There is such a sci-fi plot. Unfortunately, I don't recall the story's title or the author. What I do recall was the use of gravitational lensing (a neutron star) to observe an alien world in the years just before the alien's home star went nova.
Yes! It says the rings would have caused a cooling effect. Vindication that my mad science plan of giving the Earth an artificial ring system to combat climate change is viable!
The moon is pretty reflective... If the rings were oriented just right it might actually mirror lots of light that would have missed earth and bounce it down to ground. Possible it would heat the earth.
My suggestion is not to blow up the moon, but to launch payloads from earth via nuclear pulse propulsion containing extremely low albedo material, like coal dust, and create an artificial ring that way.

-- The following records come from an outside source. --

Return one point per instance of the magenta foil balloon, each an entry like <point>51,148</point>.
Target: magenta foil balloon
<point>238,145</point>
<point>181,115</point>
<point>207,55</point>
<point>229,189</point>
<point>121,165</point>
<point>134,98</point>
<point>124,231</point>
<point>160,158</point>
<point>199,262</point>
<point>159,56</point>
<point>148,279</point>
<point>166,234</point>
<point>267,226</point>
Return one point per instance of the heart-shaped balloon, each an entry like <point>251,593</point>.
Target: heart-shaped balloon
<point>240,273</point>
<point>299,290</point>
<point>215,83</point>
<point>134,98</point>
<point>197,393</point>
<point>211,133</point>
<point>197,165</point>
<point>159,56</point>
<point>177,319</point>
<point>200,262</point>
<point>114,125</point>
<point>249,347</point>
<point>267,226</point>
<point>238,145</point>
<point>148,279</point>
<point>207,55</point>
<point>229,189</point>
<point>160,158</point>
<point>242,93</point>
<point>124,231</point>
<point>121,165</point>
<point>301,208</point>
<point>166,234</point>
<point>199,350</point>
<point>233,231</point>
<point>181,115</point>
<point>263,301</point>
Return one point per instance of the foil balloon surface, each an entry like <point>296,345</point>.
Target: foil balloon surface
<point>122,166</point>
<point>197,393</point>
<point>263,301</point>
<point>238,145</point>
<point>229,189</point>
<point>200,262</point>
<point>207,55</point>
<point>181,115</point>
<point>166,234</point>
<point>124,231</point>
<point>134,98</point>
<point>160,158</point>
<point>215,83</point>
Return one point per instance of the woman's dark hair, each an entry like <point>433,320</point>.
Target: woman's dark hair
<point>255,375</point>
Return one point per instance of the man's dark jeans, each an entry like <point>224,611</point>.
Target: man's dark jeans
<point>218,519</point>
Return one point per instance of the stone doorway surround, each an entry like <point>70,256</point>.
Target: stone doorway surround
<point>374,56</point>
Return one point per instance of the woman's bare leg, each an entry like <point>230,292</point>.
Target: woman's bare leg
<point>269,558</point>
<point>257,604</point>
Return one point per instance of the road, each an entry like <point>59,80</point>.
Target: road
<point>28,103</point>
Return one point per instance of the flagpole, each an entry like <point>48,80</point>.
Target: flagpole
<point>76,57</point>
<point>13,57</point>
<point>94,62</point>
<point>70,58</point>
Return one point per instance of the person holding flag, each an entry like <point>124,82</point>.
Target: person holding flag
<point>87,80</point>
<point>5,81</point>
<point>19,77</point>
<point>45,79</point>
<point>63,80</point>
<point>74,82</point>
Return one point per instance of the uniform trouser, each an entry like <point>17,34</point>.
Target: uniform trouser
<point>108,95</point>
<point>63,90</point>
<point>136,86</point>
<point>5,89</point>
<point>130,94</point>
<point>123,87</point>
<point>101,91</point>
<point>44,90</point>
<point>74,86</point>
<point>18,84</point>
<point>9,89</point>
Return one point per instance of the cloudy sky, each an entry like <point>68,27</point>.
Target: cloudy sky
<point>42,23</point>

-Future historians were baffled by the extinction of 99% of life on earth after the planet inexplicably became surrounded by a cloud of radioactive soot. Monuments were discovered exclaiming "at least we're not speaking German"
They're not perpendicular in that picture. They're foreshortened - the one dark gap in the rings is narrower towards the horizon (farther away from the observer). The view is about right - the apparent altitude of the highest point of the rings would be 90º minus your latitude, so about 52º above the horizon from DC, which is roughly what that image is showing (we can't really tell the field-of-view span angle from a single pic.)
What's actually wrong is the orientation relative to the Capitol. The highest point of equatorial rings would be due south, and that's at the right edge of the image, so the center of the image is oriented so that we're looking roughly southeast. But we're looking almost directly at one wall, and the rectangular building is oriented to the cardinal directions, so that can't be southeast.
I think it would look something like that if you were looking directly east, since the distance and the perspective would bring it to the vanishing point in the center of the image.
So, from that POV, the rings would not be able to go past the center of the image.
This view would still be possible if this is a cropped down section of a larger image that was pointed slightly to the left I think.
I recommend a video by Joe Scott[1] that explores this What If scenario. He created renders showing what rings may look like from Earth and from Space. He also went into details such as how seasons may have been impacted, or how the night sky wouldn't be as dark because of the sun's reflections.
There a lot of "stories" like those lately. Looks like failed writers who could not make their way into publishing. Instead they are creating "what if" stories.